22 July 2016

Why do women live longer than men

The hypothesis of a protected X chromosome has been confirmed

Sergey Syrov, XXII CENTURY, based on the materials of R&I World: XX protection against age-related mutations

Women in developed countries live on average 3-8 years longer than men, even after adjusting for higher mortality in infant boys. The same difference in life expectancy is characteristic of other mammals and some insects. There are several hypotheses explaining this phenomenon, and one of them is the "protected X-chromosome hypothesis".

Specialists of the Institute of Biodiversity and Evolutionary Biology named after Antonio Cavanilles at the University of Valencia (Spanish L'instituto Cavanilles de Biodiversidad y Biología Evolutiva per la Universitat de València) and the University of Oxford tested the "hypothesis of the protected X chromosome" in a study on fruit flies and confirmed that the cause of the difference in life expectancy of males and females may indeed be a protective effect the second X chromosome.

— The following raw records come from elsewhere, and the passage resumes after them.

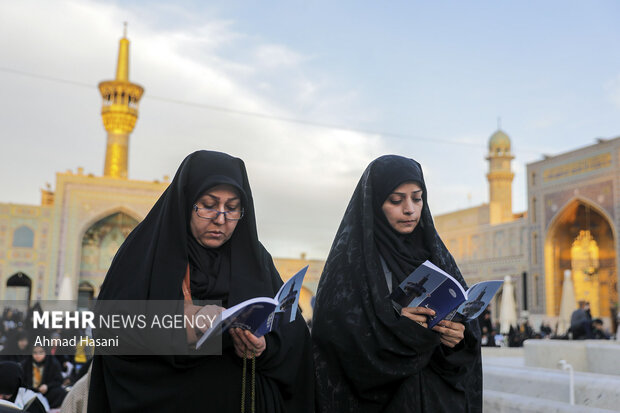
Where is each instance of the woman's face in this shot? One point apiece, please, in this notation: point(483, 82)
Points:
point(213, 233)
point(403, 207)
point(38, 354)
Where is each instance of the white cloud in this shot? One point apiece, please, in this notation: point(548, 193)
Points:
point(613, 90)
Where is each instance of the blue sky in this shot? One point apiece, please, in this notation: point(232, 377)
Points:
point(423, 79)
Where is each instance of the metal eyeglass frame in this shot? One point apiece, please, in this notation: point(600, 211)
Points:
point(218, 213)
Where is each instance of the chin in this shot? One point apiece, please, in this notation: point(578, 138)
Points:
point(213, 243)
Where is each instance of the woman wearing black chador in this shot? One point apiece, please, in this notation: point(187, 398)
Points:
point(200, 242)
point(370, 357)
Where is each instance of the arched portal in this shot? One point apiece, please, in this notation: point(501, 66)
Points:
point(86, 293)
point(581, 239)
point(99, 245)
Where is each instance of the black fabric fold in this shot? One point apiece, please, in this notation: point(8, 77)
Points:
point(151, 265)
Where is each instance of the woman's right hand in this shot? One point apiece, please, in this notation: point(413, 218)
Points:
point(205, 317)
point(202, 319)
point(418, 314)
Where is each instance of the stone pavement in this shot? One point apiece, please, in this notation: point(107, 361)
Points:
point(513, 385)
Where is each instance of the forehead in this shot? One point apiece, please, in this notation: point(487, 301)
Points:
point(223, 192)
point(408, 187)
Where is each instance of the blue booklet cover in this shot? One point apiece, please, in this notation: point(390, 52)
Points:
point(260, 315)
point(429, 286)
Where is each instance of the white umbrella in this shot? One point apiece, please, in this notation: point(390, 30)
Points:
point(65, 293)
point(567, 304)
point(508, 308)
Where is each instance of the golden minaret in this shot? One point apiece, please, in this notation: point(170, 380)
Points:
point(119, 112)
point(500, 178)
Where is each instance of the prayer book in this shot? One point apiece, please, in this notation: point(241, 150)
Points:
point(260, 315)
point(429, 286)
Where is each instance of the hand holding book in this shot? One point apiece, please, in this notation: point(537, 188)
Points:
point(431, 287)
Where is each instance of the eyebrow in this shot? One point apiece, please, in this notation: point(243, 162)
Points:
point(218, 198)
point(404, 194)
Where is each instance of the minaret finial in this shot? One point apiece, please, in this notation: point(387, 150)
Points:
point(119, 113)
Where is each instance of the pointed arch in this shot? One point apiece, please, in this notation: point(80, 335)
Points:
point(581, 214)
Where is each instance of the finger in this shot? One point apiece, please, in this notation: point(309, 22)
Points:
point(452, 325)
point(419, 310)
point(245, 340)
point(252, 339)
point(446, 343)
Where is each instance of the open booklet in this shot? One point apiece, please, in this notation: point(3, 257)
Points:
point(261, 314)
point(429, 286)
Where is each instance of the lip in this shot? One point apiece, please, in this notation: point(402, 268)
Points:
point(214, 234)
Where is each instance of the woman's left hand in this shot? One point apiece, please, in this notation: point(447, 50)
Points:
point(451, 333)
point(246, 343)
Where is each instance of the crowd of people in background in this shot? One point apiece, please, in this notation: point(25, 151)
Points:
point(31, 371)
point(582, 327)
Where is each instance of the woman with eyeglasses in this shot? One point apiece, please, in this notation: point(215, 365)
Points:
point(369, 355)
point(200, 242)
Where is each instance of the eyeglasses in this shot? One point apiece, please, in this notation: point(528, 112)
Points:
point(208, 213)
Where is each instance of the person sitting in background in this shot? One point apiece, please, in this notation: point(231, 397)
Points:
point(16, 348)
point(581, 322)
point(43, 374)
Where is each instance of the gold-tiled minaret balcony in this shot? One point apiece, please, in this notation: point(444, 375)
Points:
point(119, 112)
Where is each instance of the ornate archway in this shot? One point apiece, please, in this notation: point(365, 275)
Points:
point(582, 240)
point(18, 289)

The researchers analyzed the life expectancy of male and female fruit flies – fruit flies in lines with different levels of inbreeding. The work, published in the journal Biology Letters, adds empirical evidence to the "protected X chromosome hypothesis" proposed 30 years ago to explain why males carrying XY sex chromosomes age faster than females with XX chromosomes. In particular, the study confirms one of the main predictions of the hypothesis: inbreeding shortens the lifespan of females more than males.

Pau Carazo, head of the research group at the University of Valencia, explains:

"The difference in life expectancy between males and females can be explained in part by the fact that the accumulation of mutations during life, or their transmission from generation to generation, has a greater impact on the sex, which has only one, "unprotected" copy of the X chromosome; as a rule, these are males.

If the protection effect exists, we can assume that inbreeding affects the lifespan of a homogamous sex (the one whose sex is determined by two identical sex chromosomes) to a greater extent than a heterogamous sex (with two different sex chromosomes). This is because the last group of the X chromosome is always "unattended", with or without inbreeding, while the first group of the X chromosome is "protected" only if two X chromosomes are different, which does not happen after multiple inbreeding."

The experimental results are consistent with this prediction.

The explanation for the protective effect is that most genetic mutations are recessive in nature. For those with two X chromosomes, this means that they experience a negative mutation effect only when the same mutation occurs in both copies of the X chromosome, otherwise they simply do not manifest. In the case of XY, any mutation present in the X- or Y-chromosome can manifest itself in full. So, having obtained two identical X chromosomes in female fruit flies by inbreeding, the researchers essentially nullified the protective effect of the second X chromosome, Recessive mutations manifested equally among males and females.

The difference in the life expectancy of males and females is explained by other hypotheses.

The dependence of life expectancy on sex may reflect differences that have appeared during natural selection. The increased risk of death from external causes may be explained by behavioral features that are associated with sexual selection.

The cause may also be the asymmetric inheritance of cytoplasmic genomes (the hypothesis of the "maternal curse").